Understanding Peru’s New Compliance Program Reform of Law

Photo Credit: Radio Nacional

By Facundo Galeano, a Legal Fellow with CIPE’s Anti-Corruption and Governance Center

On July 1, 2017, Peruvian law n. 30.424 came into effect. It regulates the administrative responsibility of legal entities for the offence of transnational active bribery. In article 17.1, the law establishes that legal entities can be exempt from liability of the crimes if, prior to the commission of the crime, a compliance program is adopted and implemented in the organization. This new law is intended to help businesses reduce corruption related risks.

According to the new law, a compliance program must appropriately fit an organization’s nature, risks, needs, and characteristics, consisting of appropriate surveillance and control measures to prevent such crimes or to significantly reduce the risk of their commission. Article 17.2 lists all the minimum requirements needed for compliance programs and states that the requirements of the compliance program will be developed in the law’s regulation.

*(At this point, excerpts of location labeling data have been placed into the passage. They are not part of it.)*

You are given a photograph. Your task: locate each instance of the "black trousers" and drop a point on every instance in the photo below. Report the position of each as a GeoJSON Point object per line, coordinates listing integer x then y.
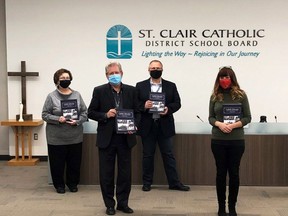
{"type": "Point", "coordinates": [227, 154]}
{"type": "Point", "coordinates": [118, 149]}
{"type": "Point", "coordinates": [166, 148]}
{"type": "Point", "coordinates": [65, 156]}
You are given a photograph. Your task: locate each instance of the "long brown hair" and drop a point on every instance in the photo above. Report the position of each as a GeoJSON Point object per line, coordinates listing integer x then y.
{"type": "Point", "coordinates": [235, 91]}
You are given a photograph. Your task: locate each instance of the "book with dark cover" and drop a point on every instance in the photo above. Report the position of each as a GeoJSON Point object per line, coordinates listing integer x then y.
{"type": "Point", "coordinates": [232, 113]}
{"type": "Point", "coordinates": [158, 101]}
{"type": "Point", "coordinates": [125, 121]}
{"type": "Point", "coordinates": [69, 109]}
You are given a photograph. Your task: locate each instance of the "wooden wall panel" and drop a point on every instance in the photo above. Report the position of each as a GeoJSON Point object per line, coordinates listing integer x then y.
{"type": "Point", "coordinates": [264, 162]}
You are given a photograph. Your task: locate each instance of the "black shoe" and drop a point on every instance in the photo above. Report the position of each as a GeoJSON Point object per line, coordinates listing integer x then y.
{"type": "Point", "coordinates": [180, 187]}
{"type": "Point", "coordinates": [125, 209]}
{"type": "Point", "coordinates": [110, 211]}
{"type": "Point", "coordinates": [73, 189]}
{"type": "Point", "coordinates": [146, 188]}
{"type": "Point", "coordinates": [60, 190]}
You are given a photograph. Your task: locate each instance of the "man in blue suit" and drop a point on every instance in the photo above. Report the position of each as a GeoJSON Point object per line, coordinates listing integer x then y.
{"type": "Point", "coordinates": [158, 127]}
{"type": "Point", "coordinates": [107, 100]}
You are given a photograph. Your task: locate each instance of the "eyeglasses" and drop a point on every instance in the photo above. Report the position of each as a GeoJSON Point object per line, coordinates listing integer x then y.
{"type": "Point", "coordinates": [229, 67]}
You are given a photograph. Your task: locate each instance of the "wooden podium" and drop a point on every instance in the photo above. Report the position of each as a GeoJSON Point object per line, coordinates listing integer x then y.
{"type": "Point", "coordinates": [21, 130]}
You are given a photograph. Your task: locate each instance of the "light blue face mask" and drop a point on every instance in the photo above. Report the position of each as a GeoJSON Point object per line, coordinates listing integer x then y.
{"type": "Point", "coordinates": [115, 79]}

Only seven months later, in February 2018, the Legislative Decree n. 1352 was enacted, which broadens the scope of the legal entities’ administrative responsibility. As a result of the new decree, the executive branch will approve and then enforce the minimum requirements of compliance programs listed in Article 17.2 of the original law and its regulation. The regulation’s requirements of compliance programs were pre-published on the Justice and Human Rights Ministry’s official web page in February 2018. Although the executive branch has not yet formally approved the requirements, the information published gives the public a sense of what to expect.

Photo Credit: International Organization for Standardization

Countries often look to ISO 37001 as their guide when designing anti-corruption requirements for companies. ISO 37001 provides guidance to firms for establishing, implementing, maintaining, reviewing, and improving an anti-bribery management system.

Peru’s yet-to-be implemented regulations cover almost all the requirements needed for an effective compliance program according to the ISO 37001. That said, the regulations are less specific than the ISO 37001. For example, unlike ISO 37001, Peru’s regulations do not mention the required qualifications of the people responsible for implementing, evaluating, and improving the compliance program at a company.

The new regulation also does not address the due diligence with enough specificity. The regulation lists in its risk mitigation chapter all the financial and non-financial controls the compliance program needs, but it does not address, as ISO 37001 does, the due diligence of specific transactions, projects, activities, and business associates separately. The lack of specificity matters because, with the expanding scope of corruption enforcement globally, companies need guidance on how to properly invest into doing due-diligence of their third parties.

The new regulation dedicates a whole chapter to the implementation of the compliance program for mid-sized, small, and micro companies. These companies are only obligated to have compliance programs that comply with at least one of the minimum requirements of article 17.2 of the law, in what appears to be a very soft special treatment for these types of companies.

In conclusion, the new regulations focus more on what to do than on how to do it. The regulations give companies clues about what kinds of compliance programs would help exempt them of legal consequences of employees paying bribes, but the lack of specificity creates uncertainty for firms as they seek to implement sufficiently robust compliance programs. The longer-term impact of these regulations remains to be seen.